Surely these personal connections will be powerful in a time when members of both communities feel vulnerable. My nephews will have their young Muslim friends in mind if they hear Islamophobic remarks, and I hope their friends will keep my nephews in mind if they see anti-Semitic graffiti.
While picking up a challah from a bakery for Friday night Shabbat, my sister ran into a woman she met at her playgroup. This new Muslim friend, together with others from an interfaith council, wished Beth “Shabbat shalom.” Our world needs more of these small but powerful, acts of kindness!
Despite troubling news reports of violence and religious intolerance, stories of acts of love abound.

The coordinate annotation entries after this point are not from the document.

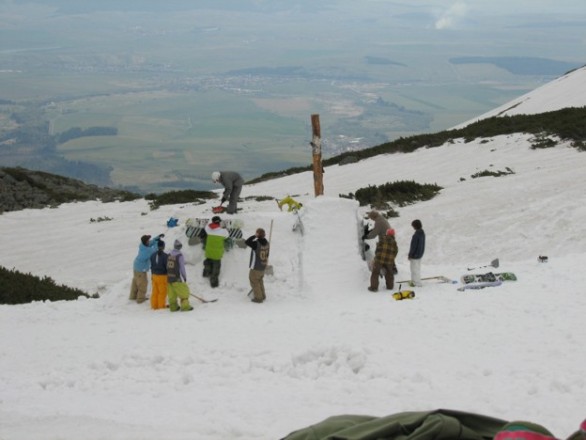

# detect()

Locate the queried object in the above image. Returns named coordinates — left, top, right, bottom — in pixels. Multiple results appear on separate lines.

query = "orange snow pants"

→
left=151, top=274, right=167, bottom=310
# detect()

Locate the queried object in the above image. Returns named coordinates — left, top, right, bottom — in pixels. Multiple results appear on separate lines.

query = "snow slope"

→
left=0, top=69, right=586, bottom=440
left=455, top=67, right=586, bottom=128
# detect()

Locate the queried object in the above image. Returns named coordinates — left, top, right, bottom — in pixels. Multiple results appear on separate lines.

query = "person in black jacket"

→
left=151, top=240, right=169, bottom=310
left=246, top=228, right=270, bottom=303
left=409, top=220, right=425, bottom=287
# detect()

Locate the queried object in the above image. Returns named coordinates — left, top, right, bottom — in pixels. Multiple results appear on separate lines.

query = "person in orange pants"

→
left=151, top=240, right=169, bottom=310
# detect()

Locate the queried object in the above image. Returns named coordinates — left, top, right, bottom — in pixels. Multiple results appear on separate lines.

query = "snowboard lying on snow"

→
left=458, top=272, right=517, bottom=291
left=397, top=275, right=458, bottom=287
left=460, top=272, right=517, bottom=284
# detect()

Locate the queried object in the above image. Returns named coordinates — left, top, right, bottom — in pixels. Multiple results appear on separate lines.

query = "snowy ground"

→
left=0, top=132, right=586, bottom=440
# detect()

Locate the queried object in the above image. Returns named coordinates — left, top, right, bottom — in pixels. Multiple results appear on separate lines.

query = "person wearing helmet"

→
left=212, top=171, right=244, bottom=214
left=203, top=215, right=230, bottom=288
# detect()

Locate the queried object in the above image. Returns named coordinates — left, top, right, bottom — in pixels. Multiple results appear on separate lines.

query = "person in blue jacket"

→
left=129, top=234, right=165, bottom=304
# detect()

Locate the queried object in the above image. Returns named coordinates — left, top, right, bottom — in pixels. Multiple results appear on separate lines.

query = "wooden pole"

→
left=309, top=115, right=324, bottom=197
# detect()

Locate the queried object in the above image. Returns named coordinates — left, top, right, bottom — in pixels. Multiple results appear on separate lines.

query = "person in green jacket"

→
left=203, top=215, right=230, bottom=287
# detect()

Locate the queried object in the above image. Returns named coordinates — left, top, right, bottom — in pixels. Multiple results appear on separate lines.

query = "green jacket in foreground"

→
left=282, top=409, right=507, bottom=440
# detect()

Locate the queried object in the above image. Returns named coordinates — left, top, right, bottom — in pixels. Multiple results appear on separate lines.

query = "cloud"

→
left=435, top=1, right=468, bottom=29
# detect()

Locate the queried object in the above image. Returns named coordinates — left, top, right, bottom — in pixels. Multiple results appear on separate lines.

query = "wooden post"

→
left=309, top=115, right=324, bottom=197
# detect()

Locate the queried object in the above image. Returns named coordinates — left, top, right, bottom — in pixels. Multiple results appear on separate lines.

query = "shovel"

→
left=468, top=258, right=499, bottom=270
left=265, top=220, right=275, bottom=275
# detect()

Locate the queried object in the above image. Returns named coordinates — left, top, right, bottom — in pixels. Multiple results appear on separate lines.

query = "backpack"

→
left=167, top=255, right=181, bottom=283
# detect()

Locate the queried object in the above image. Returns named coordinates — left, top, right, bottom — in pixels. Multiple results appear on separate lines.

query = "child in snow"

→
left=203, top=215, right=230, bottom=287
left=129, top=234, right=165, bottom=304
left=408, top=220, right=425, bottom=287
left=368, top=228, right=399, bottom=292
left=167, top=240, right=193, bottom=312
left=151, top=240, right=169, bottom=310
left=246, top=228, right=270, bottom=303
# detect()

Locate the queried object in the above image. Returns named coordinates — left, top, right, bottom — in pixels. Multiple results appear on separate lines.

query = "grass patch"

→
left=0, top=266, right=93, bottom=305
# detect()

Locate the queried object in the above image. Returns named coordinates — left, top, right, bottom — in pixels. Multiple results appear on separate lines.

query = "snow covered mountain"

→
left=0, top=69, right=586, bottom=440
left=458, top=67, right=586, bottom=127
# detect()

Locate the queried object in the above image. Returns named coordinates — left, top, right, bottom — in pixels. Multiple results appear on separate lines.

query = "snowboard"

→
left=460, top=272, right=517, bottom=284
left=397, top=275, right=458, bottom=287
left=458, top=279, right=503, bottom=292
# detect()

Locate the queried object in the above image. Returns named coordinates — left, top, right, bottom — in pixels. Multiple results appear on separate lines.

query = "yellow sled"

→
left=393, top=290, right=415, bottom=301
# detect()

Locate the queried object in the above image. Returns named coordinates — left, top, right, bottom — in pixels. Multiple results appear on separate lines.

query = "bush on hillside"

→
left=145, top=189, right=218, bottom=210
left=0, top=266, right=91, bottom=304
left=342, top=180, right=443, bottom=210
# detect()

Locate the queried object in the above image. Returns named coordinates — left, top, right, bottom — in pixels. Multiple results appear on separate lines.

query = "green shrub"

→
left=354, top=180, right=443, bottom=207
left=0, top=266, right=91, bottom=304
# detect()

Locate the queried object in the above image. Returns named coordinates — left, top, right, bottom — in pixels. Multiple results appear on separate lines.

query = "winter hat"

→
left=494, top=421, right=555, bottom=440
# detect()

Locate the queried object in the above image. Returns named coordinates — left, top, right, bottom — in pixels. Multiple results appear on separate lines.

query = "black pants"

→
left=203, top=258, right=222, bottom=287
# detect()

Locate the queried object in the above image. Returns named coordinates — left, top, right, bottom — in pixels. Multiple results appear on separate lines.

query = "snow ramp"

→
left=299, top=196, right=369, bottom=299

I am moved by the Muslims who raised tens of thousands of dollars to pay for repairs following the desecration of headstones at a Jewish cemetery in St. Louis, and by Muslims who showed up to assist with repairs only hours after a similar incident at a Jewish cemetery in Philadelphia.
Something about this moment in history is creating solidarity between Muslim- and Jewish-Americans in a way I have never experienced. We must stand together against hate. I urge others – Jewish, Muslim, and otherwise – to share their own acts of kindness and to stand in solidarity with one another. Perhaps some Jewish-American and Muslim-American moms or Jewish and Muslim preschools will follow my sister’s lead and start interfaith playgroups of their own.
Wouldn’t that a beautiful answer to the question “What can I do?”
Emily Marcus Levine is an attorney who lives in Bethesda, MD. She is a member of Temple Emanuel in Kensington, MD.